O médico, velho amigo, examinava cuidadosamente os resultados dos testes e radiografia. Sua aparência era cada vez mais sisuda e preocupada.
- Alguma coisa errada?
- Não é possível. Você não apresenta sintoma nenhum disso.
- Disso o quê?
- Calma. Deixa eu olhar outra vez.
- Coisa séria?
- Pelo que vi, sim.
E mergulhou nos exames do amigo. Conferiu, reconferiu. Um tumor grande no pulmão esquerdo. Sinais de metástase.
Eram amigos há longos anos.
- Ou seus exames estão errados, ou a coisa vai de mal a pior. Vamos repetir esta porcariada. Você não tem sintomas disso.
- Câncer?
- Tomado. Tem tumores demais. Deixa que eu ligo para o laboratório.
Deu um abraço no amigo, levou até a porta e tentou acalmar: “ou erraram feio, ou trocaram o exame.”
O condenado entrou num bar próximo, tomou dois uísques grandes e fumou, o que não fazia tinha tempo.
Era sozinho. Morava num excelente apartamento de dois quartos, um luxo para os que não têm família. Vera não aguentara as estranhas atitudes do seu companheiro. Aparentemente, ele não ligou. Gostava dela, mas sua paixão mesmo era pelo corpo perfeito e a entrega total.
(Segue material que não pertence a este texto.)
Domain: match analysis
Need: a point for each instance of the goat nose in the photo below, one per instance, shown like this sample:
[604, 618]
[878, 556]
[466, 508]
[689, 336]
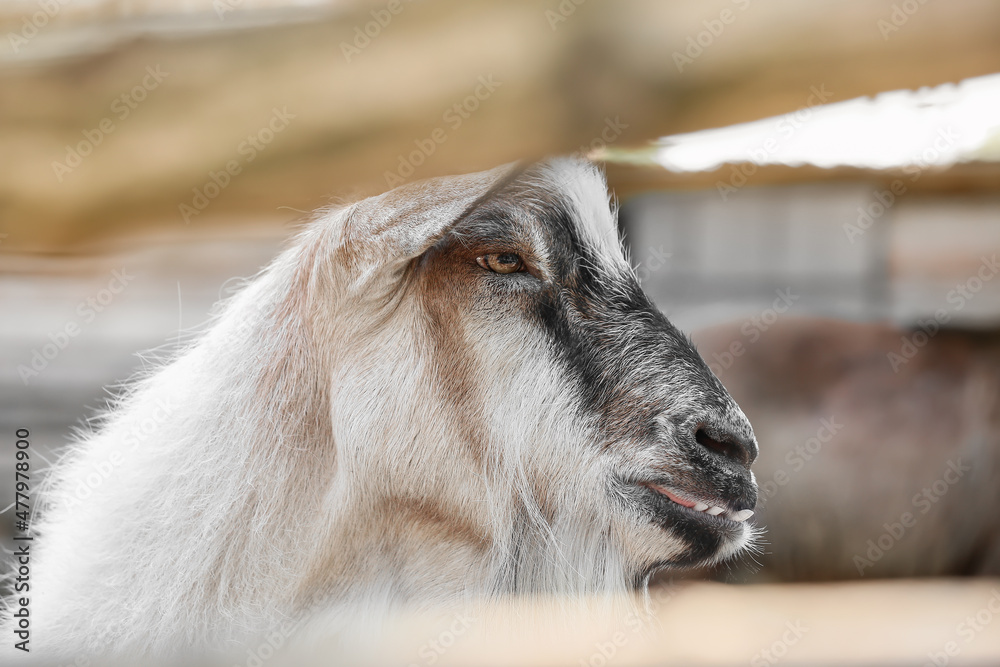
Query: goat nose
[741, 449]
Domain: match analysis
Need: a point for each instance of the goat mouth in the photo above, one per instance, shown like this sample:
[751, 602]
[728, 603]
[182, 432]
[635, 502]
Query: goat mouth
[702, 508]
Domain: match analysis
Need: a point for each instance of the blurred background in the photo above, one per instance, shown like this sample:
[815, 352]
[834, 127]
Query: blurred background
[811, 189]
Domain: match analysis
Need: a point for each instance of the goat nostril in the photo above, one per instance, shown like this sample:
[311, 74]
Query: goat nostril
[730, 450]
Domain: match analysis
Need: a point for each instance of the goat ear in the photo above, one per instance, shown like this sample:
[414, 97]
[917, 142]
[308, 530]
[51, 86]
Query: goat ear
[401, 224]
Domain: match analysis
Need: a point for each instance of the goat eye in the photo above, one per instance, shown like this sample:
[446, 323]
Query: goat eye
[501, 263]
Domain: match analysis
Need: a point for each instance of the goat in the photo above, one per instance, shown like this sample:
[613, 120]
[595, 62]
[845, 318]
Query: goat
[455, 390]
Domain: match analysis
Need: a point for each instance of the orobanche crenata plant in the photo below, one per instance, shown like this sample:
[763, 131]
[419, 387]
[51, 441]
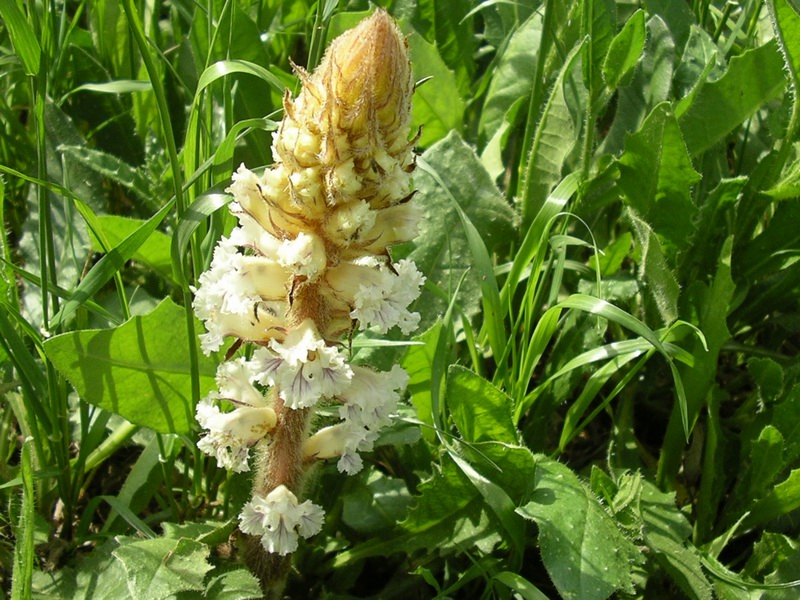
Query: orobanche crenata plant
[308, 263]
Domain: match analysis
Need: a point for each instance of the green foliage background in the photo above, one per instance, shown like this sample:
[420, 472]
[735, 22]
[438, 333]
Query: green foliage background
[605, 391]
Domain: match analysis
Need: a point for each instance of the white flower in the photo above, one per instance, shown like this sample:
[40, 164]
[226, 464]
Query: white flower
[303, 367]
[372, 396]
[385, 304]
[305, 255]
[233, 288]
[231, 434]
[279, 518]
[368, 402]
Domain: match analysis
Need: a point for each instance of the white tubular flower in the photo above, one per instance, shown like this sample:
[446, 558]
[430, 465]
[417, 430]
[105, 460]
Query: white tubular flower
[368, 403]
[279, 519]
[372, 397]
[231, 434]
[303, 367]
[386, 304]
[305, 255]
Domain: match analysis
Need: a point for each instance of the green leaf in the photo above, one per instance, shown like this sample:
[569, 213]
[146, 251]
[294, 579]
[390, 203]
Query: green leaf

Estava com fome e sem a mínima vontade de pedir a excelente comida do restaurante ao lado, pratos sempre apetitosos. Abriu a geladeira, com o copo de uísque na mão. Sem gelo. Gostava da bebida e tinha sempre duas garrafas no seu móvel da sala. Esta comida não agrada ninguém. Arroz gelado e carne assada idem. Foi o que comeu.
Era major do exército, foi para a reserva quando perdeu dois dedos pequenos do pé esquerdo ao tentar chutar para longe uma granada de efeito moral.
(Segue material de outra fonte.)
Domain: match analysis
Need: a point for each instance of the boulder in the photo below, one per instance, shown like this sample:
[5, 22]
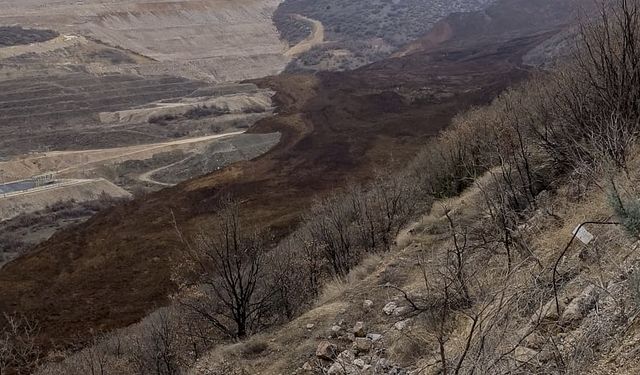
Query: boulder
[326, 351]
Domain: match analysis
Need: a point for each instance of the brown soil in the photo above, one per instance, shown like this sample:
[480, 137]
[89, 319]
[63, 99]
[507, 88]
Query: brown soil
[335, 127]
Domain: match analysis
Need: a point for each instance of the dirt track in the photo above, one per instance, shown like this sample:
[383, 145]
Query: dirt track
[316, 37]
[68, 162]
[148, 176]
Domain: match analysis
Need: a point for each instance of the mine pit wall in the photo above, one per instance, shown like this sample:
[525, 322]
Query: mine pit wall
[217, 39]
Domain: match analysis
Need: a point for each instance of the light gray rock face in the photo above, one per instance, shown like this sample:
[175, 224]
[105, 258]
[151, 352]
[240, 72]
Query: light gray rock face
[219, 39]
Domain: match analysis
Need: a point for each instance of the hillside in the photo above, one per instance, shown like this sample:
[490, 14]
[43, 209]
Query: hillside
[216, 40]
[507, 245]
[358, 33]
[335, 127]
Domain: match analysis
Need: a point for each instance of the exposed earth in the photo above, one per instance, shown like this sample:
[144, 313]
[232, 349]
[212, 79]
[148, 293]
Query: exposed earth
[333, 128]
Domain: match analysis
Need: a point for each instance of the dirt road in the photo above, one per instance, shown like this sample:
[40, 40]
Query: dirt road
[148, 176]
[67, 162]
[314, 39]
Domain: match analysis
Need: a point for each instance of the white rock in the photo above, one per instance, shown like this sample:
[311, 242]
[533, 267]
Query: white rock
[326, 350]
[401, 324]
[389, 308]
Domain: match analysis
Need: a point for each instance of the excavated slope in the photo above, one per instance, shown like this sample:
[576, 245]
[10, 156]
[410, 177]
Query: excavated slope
[227, 40]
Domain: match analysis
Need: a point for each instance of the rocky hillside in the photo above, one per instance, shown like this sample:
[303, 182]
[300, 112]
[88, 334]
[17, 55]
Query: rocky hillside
[361, 32]
[334, 127]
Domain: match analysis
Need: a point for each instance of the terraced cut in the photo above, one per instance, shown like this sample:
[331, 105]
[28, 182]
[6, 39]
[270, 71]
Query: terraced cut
[216, 40]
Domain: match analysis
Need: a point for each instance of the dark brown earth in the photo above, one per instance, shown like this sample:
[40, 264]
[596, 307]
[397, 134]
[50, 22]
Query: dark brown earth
[336, 127]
Procurou sua Colt, no lugar onde sempre guardava. No extremo da cama, quase embaixo. Era fácil de ser encontrada. Pegou e olhou.
O brilho azulado profundo confundia com o negro. Retirou o carregador. Não gostava de usar cartucho na câmara, a bala na agulha. Pesada, a quarenta e cinco.
Imaginou-se tomando morfina sintética para passar as dores. Colocou mais uísque no copo. Bebia bem, mas não abusava.
Dormiu sem saber como, e foi acordado pelo telefone do amigo médico.
- Callado, os exames não são seus. Acabo de receber a informação do patologista.
- Não são meus? Não tenho nada?
- Nadinha!
Pegou a Colt e outro carregador. Nas forças especiais, o capitão Callado tinha o apelido de “Coisa Ruim”. Na noite anterior, quase tinha usado sua arma. Contra si mesmo. Foi direto para o laboratório. Não iria usar a quarenta e cinco, mas um golpe que poucos, muito poucos legistas sabem diagnosticar a causa mortis. Levou um susto.
Verinha, com seu escultural corpo, era a assistente do médico. Foi uma noite de amor desesperado.